So what is the real energy direction going to be? Well I'm increasingly finding that it's a lot easier recycling someone else's words when they agree with you. I thought I was such a contrarian that couldn't happen but apparently I'm not so alone. So I dug this out of the comments section of the oil drum. Again I assume it's public domain. I could have reworded it but that would have been pointless and dishonest. It's by the OMGbyWTF anonymous bot:
"The recession is keeping the lights on at the moment. There are a couple of unusual things happening in the UK electricity market at the moment.
The low price of natural gas and large number of CCGT's seem to to be undercutting the price of coal generated electricity, also there are net electricity exports to France as they seem to have a lot of nukes out of service for various reasons.
The UK has wasted its North Sea reserves making cheap electricity with no long term investment in alternatives or storage. LNG import capacity has been built fairly quickly and it I don't see the 'gas glut' lasting for very long. I think the UK needs to get its act sorted on several key areas.
Build more natural gas storage facilities.
Improve thermal efficiency in buildings: insulation and move towards heat pumps starting with those on electric and oil fired heating. External insulation and solar water heating should also be considered.
Adopt the Danish model of multifuel CHP systems burning coal, rubbish, biomass and gas whilst providing district heating. Distributed generation running of gassified waste / coal / natural gas / biogas should provide good security and flexibility. Dump the CO2 and waste heat into greenhouses.
Accelerate construction of replacement nuclear reactors and grid upgrades to add more interconnectors with Europe and accomodate more wind power.
Expand and electrify existing railway services.
Look at potential for coal bed methane / gasification of the coal reserves under the North Sea, from a CO2 perspective this may not seem a good idea by this time there should be plenty of empty oil / gas fields to pump the CO2 into.
Build the Severn Barrage, and uprate and expand if possible existing pumped storage sites.
Roll out electric vehicles as they become available."
The only things I don't agree about are a) the nuclear expansion - on mainly cost grounds, and b) worrying about warming from CO2, which in my view is a very overblown hypothesis, though I accept it's politically correct. Using the CO2 for greenhouses or scavenging is however eminently sensible. However all this is cost but no sign of where the money might come from. Stopping the pointless wars would help. Perhaps a Tobin tax? Or just getting entrepreneurs to fund it rather than government. I'm not too happy about that because energy companies are natural monopolies - they really need strict overseers.

Sphere: Related Content

Thursday, November 05, 2009

Western manufacture decline

This might be a copyright theft but perhaps opinion on blogs are public domain. Anyway I reproduce verbatim a blog post from Dale R McIntyre, PhD on Andy Revkin's dotearth blog. A blog that seems to be frequented mostly nowadays by realists rather than the wooly-minded Malthusians who used to dominate. Several are admitting now that they don't have quite the same belief that scientists know any better than the rest of us about the state of the planet. However, enough about fantasy science, let's focus on real engineering. This post shows that the USA is now facing the same effects of neo-liberalist de-manufacturing that the UK faced in 1980's. It's difficult to say if it's avoidable or not but it's worth chronicling at least - especially the part about cheap and nasty Chinese cheese-like steel which we've all become accustomed to encountering in household items. When will a major engineering catastrophe occur because of that short-termist thinking?

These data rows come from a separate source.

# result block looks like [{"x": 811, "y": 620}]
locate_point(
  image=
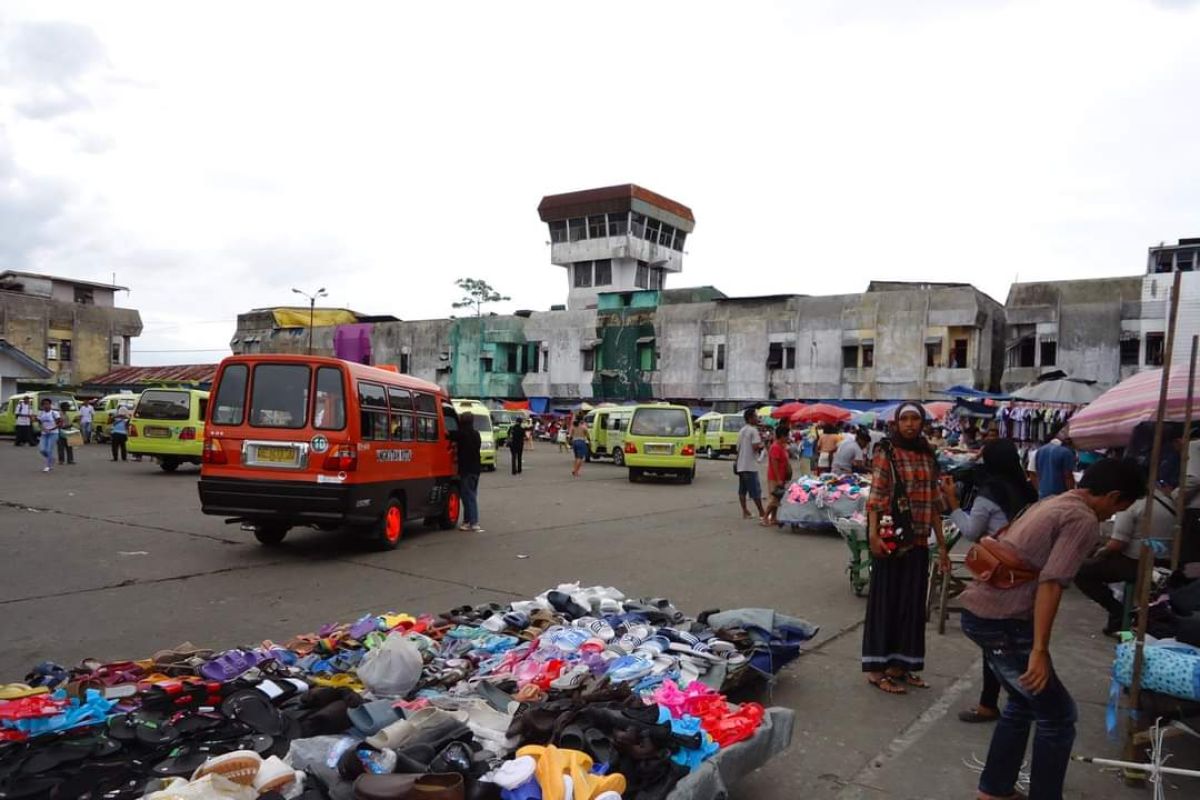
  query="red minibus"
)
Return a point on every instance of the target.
[{"x": 309, "y": 440}]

"Those of us who have tried to manufacture anything here in the US over the last 20 years could explain it to you. The manufacturing skills and enterprizes which led America to prosperity for over two centuries are in a parlous state.

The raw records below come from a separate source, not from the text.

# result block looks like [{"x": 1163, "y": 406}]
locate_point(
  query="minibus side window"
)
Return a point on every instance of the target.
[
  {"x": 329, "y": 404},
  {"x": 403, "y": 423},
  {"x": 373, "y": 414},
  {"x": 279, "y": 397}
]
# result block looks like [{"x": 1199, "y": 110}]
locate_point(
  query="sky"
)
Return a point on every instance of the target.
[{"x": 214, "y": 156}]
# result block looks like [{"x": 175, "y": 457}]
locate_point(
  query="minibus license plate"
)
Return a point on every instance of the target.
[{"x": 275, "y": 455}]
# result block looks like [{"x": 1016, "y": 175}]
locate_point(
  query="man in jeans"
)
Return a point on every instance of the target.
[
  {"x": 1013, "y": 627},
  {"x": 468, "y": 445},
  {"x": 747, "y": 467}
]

The causes are many but let me detail some of the high points.

In the mid-1990's, China was allowed to join the World Trade Organization with its currency, the renembi, pegged to the dollar and undervalued by about 30%. (For why this was done, you might enquire to the husband of our current Secretary of State, or to Al Gore.)

With an undervalued currency, labor paid at rates on the order of $1.50 PER DAY, no union work rules and no environmental rules worth mentioning, the leadership of China made mercantilism their national policy and export earnings were the order of the day.

American manufacturing firms were soon putting thousands of man-hours of engineering into their proposals, presenting their best, most finely-honed price, only to be told that they had to meet the "China price". That is, unless they cut their best price 30% to match what the Chinese, with their undervalued currency, could do the job for, the work would go overseas. (For documentation please see Business Week and Fortune articles all through the late 1990's and early 2000's)

US firms who met the China price, hoping to keep business and cash flowing in the door, ended up going bankrupt. I believe I am correct that every single major auto parts supplier in this country has been through bankruptcy.

This attack of the "China price" came on top of twenty years of steady erosion of profitability in the manufacturing sector, due to litigation costs, union work rules and the capital requirements of installing pollution control equipment. America led the world in mandating pollution control all through the 1970's and 1980's, at a time when our competitors faced no such requirements. It came at a price; the hollowing out of America's manufacturing infrastructure.

America's steel industry, once the world's strongest, is just a vestige of its former self. What happened? Steel mills had to put their capital into flue gas scrubbers; Asian mills did not. Union wages made America's steel workers the highest paid in the US, paid 47% more than comparable jobs in other US industries. Until the mills went bankrupt, that is.

Every one of those wind turbines will need a tall steel tower to hold it up in the breeze. The Chinese steel industry is now the world's largest, with huge over-capacity, so they sell their steel cheap. It's not very good steel, but boy is it cheap.

Little critical detail items stopped being made here because of high labor costs, the cost of legal liability and the cost of environmental compliance.

Take fasteners, for instance. Big deal, they're just bolts and nuts, right? Well, Boeing is losing customers for their 787 Dreamliner because there are no domestic suppliers of fasteners to hold the wings on, and the foreign suppliers didn't deliver on time.

Every single blade of every wind turbine will be held on by a circle of about 50 high-strength steel bolts. China makes tons and tons of bolts. They are not very good bolts, and a shocking number of them are of cheap low-strength steel but "decorated" with markings to make them look like high-strength steel bolts.

When cheap bolts are installed in a wind turbine they will fail by metal fatigue and their blades will fly off and impale whatever cow or coyote or farmer happens to be passing by. But you can buy Chinese bolts and you can't buy American bolts any more.

Literally thousands of small forges and foundries have shut down in the last 20-30 years. Zinc and chromium plating shops have been particularly hard hit because of the environmental costs of disposing of the chemical plating baths. All of those steel wind turbine towers will need to be coated or plated; otherwise the towers will buckle in 10 or 12 years due to corrosion damage. Where would we do that here in the US? The Chinese don't do a good job of zinc plating but they do it, and nobody cares much what gets dumped in the rivers.

Finally you will need three very long very stiff fiberglass blades for each turbine. (Dow Corning was a pioneer in glass fiber manufacture, but they were driven into bankruptcy here in the US, over the bogus silicone breast implant lawsuits.)

You need epoxy or polyamide resin to soak the glass fibers in to make fiberglass. The resins are petrochemicals. There has not been a new oil refinery built in this country since 1976, and only one new chemical plant in the same time. Oil and chemicals are bad, right? Lots of lawsuits, no building permits."